Published: March 2017

Report Intro/Brief:
“First, the good news: fewer young people are disconnected from school and work today than were before the Great Recession. The 2015 youth disconnection rate, 12.3 percent, is below the 2008 rate of 12.6 and well below the 2010 youth disconnection peak, 14.7 percent. This 16 percent drop over five years translates to roughly 900,000 fewer young people cut off from pathways that lead to independent, rewarding adulthoods.
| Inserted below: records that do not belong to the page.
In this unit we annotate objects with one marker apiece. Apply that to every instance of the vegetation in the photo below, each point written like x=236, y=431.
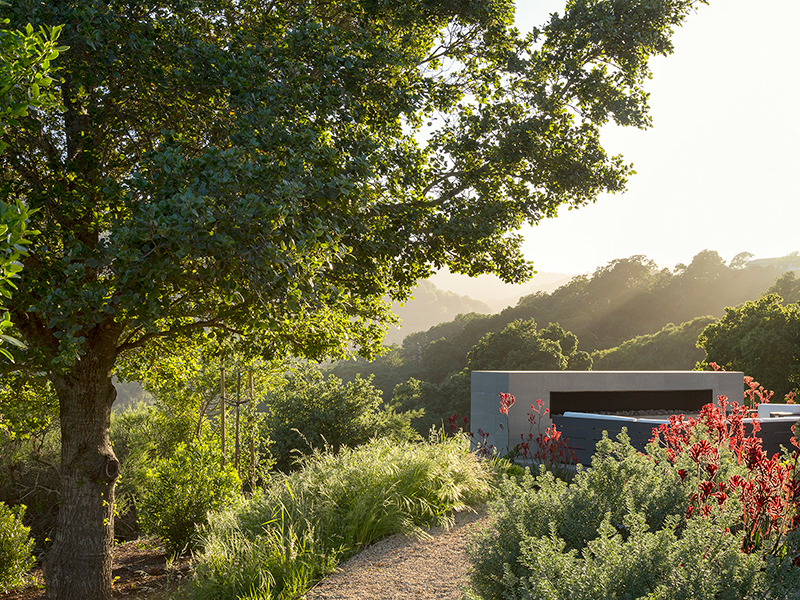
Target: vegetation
x=674, y=348
x=307, y=411
x=252, y=169
x=296, y=530
x=761, y=338
x=622, y=317
x=16, y=557
x=703, y=514
x=182, y=490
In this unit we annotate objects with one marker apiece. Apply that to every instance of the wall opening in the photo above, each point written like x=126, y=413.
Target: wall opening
x=679, y=401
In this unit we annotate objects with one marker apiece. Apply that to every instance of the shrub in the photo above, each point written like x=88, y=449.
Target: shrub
x=182, y=490
x=309, y=411
x=275, y=544
x=16, y=546
x=703, y=514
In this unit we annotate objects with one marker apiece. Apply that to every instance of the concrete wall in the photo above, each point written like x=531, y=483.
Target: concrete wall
x=529, y=386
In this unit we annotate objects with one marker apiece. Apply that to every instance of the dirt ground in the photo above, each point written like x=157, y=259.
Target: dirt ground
x=140, y=570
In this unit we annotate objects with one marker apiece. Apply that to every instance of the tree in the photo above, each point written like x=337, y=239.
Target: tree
x=760, y=338
x=251, y=167
x=25, y=57
x=521, y=347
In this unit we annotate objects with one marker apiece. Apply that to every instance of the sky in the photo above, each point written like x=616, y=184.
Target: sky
x=718, y=169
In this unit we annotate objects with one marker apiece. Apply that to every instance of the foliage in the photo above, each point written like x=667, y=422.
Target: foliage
x=27, y=403
x=25, y=57
x=673, y=348
x=182, y=490
x=607, y=311
x=521, y=347
x=29, y=475
x=761, y=338
x=703, y=514
x=277, y=543
x=545, y=447
x=310, y=411
x=16, y=557
x=252, y=169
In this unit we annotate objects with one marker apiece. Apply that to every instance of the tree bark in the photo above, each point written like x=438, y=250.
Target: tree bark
x=78, y=566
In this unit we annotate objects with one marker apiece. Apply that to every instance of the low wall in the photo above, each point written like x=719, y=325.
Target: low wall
x=587, y=391
x=583, y=431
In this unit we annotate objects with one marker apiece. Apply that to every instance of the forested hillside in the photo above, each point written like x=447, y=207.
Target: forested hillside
x=627, y=315
x=429, y=307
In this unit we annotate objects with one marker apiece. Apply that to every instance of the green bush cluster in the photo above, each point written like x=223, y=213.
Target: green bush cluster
x=299, y=528
x=182, y=490
x=16, y=547
x=618, y=531
x=308, y=411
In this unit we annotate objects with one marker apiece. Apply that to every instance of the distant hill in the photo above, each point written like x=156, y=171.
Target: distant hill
x=494, y=291
x=430, y=307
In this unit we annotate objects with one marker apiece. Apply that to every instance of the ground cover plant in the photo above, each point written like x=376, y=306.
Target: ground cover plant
x=277, y=543
x=703, y=513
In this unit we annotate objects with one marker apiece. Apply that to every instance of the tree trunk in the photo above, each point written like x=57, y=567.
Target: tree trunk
x=78, y=566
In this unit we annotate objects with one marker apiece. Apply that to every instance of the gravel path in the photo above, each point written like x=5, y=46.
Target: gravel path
x=402, y=568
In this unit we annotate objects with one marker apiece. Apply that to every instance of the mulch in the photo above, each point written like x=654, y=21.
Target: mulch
x=140, y=570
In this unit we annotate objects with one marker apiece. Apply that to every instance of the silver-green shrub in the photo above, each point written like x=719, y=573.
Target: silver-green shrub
x=618, y=532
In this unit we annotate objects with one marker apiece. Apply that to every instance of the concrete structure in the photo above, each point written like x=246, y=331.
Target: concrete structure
x=588, y=391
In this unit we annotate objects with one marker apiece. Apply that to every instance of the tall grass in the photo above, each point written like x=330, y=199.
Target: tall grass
x=276, y=544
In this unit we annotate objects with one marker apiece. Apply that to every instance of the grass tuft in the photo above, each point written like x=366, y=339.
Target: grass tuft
x=275, y=545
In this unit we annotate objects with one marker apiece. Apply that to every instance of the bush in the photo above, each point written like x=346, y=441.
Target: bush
x=16, y=547
x=309, y=411
x=703, y=514
x=274, y=545
x=182, y=490
x=29, y=475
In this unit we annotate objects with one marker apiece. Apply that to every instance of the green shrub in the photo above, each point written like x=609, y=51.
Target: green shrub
x=29, y=475
x=621, y=530
x=278, y=542
x=309, y=412
x=182, y=490
x=16, y=547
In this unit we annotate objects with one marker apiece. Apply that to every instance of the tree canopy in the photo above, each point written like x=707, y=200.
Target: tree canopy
x=252, y=167
x=760, y=338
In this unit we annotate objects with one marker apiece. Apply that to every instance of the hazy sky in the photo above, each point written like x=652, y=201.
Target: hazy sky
x=719, y=168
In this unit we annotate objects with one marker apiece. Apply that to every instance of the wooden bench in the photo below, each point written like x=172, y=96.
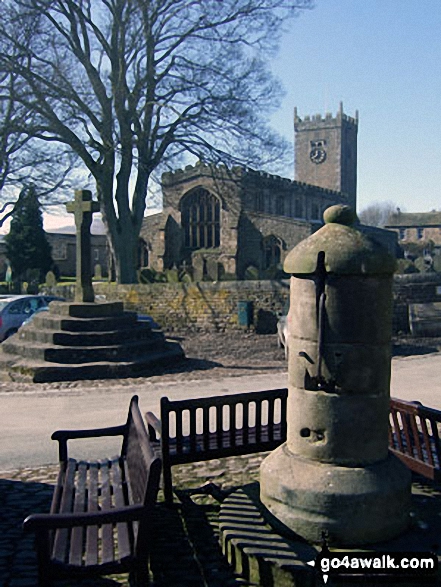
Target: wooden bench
x=100, y=518
x=214, y=427
x=207, y=428
x=414, y=437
Disconnected youth are teenagers and young adults between the ages of 16 and 24 who are neither in school nor working. Being detached from both the educational system and the labor market during the pivotal years of emerging adulthood can be dispiriting and damaging to a young person, and the effects of youth disconnection have been shown to follow individuals for the rest of their lives, resulting in lower incomes, higher unemployment rates, and negative physical and mental health outcomes. In Promising Gains, Persistent Gaps: Youth Disconnection in America, MOA updates disconnection data since we last looked at this topic in the 2015 report Zeroing In on Place and Race: Youth Disconnection in American Cities for key geographies (states, metro areas, and counties) as well as by race and ethnicity and gender.

Key findings include:

  • In 2015, 4.9 million young adults between the ages of 16 and 24 were disconnected—12.3 percent of American youth, about one in eight. This is a significant drop from the post-recession high of 14.7 percent, over 5.8 million youth, in 2010.
  • Rural-urban divide. This research shows that rural counties as a whole are faring considerably worse than more populous counties in terms of youth disconnection. In completely rural counties, the youth disconnection rate is 20.3 percent, much higher than the rate for counties in urban centers (14.2 percent) or for suburban counties (12.3 percent). Rural counties in the South have a particularly high rate: 24.0 percent— double the national rate.
  • Race and ethnicity. There is astonishing variation in disconnection rates by race and ethnicity, ranging from nearly one in fourteen Asian American youth to more than one in four Native American young people. The Asian American youth disconnection rate is 7.2 percent; the white rate is 10.1 percent; the Latino rate is 14.3 percent; the black rate is 18.9 percent; and the Native American rate is 25.4 percent. Though the rate varies among Asian subgroups, most are performing well on this indicator; only Hmong Americans have a rate of youth disconnection that surpasses the US average.
  • Women and men. Nationally, girls and young women are slightly less likely to be disconnected than boys and young men, 0 percent vs. 12.5 percent, a small but statistically significant difference. The difference in youth disconnection rates between genders plays out differently for each racial or ethnic group.
  • Young people are disconnected at rates that range from under 8 percent in some states (New Hampshire, Nebraska, North Dakota, Vermont, Minnesota, and Iowa) to over twice that in others, with New Mexico (17.4 percent), West Virginia (17.0 percent), and Mississippi (16.7 percent) facing the greatest challenges.
  • Black-white gaps. Measure of America calculated the disconnection rate for blacks, Latinos, and whites at the state level when data allowed. The black-white disparity is so stark that even in states where white youth are faring the worst, they are still doing better than US blacks on average, and even in states where blacks are faring the best, they are still not doing as well as US whites on average.
  • Top and bottom metro areas. Among the country’s ninety-eight most populous metro areas, greater Albany, NY (6.5 percent), Grand Rapids, MI (6.8 percent), and Omaha, NE-IA (7.1 percent) had the lowest youth disconnection rates. The Bakersfield, CA (18.7 percent), McAllen, TX (19.7 percent), and Augusta, GA-SC (21.0 percent) metro areas had the highest rates.”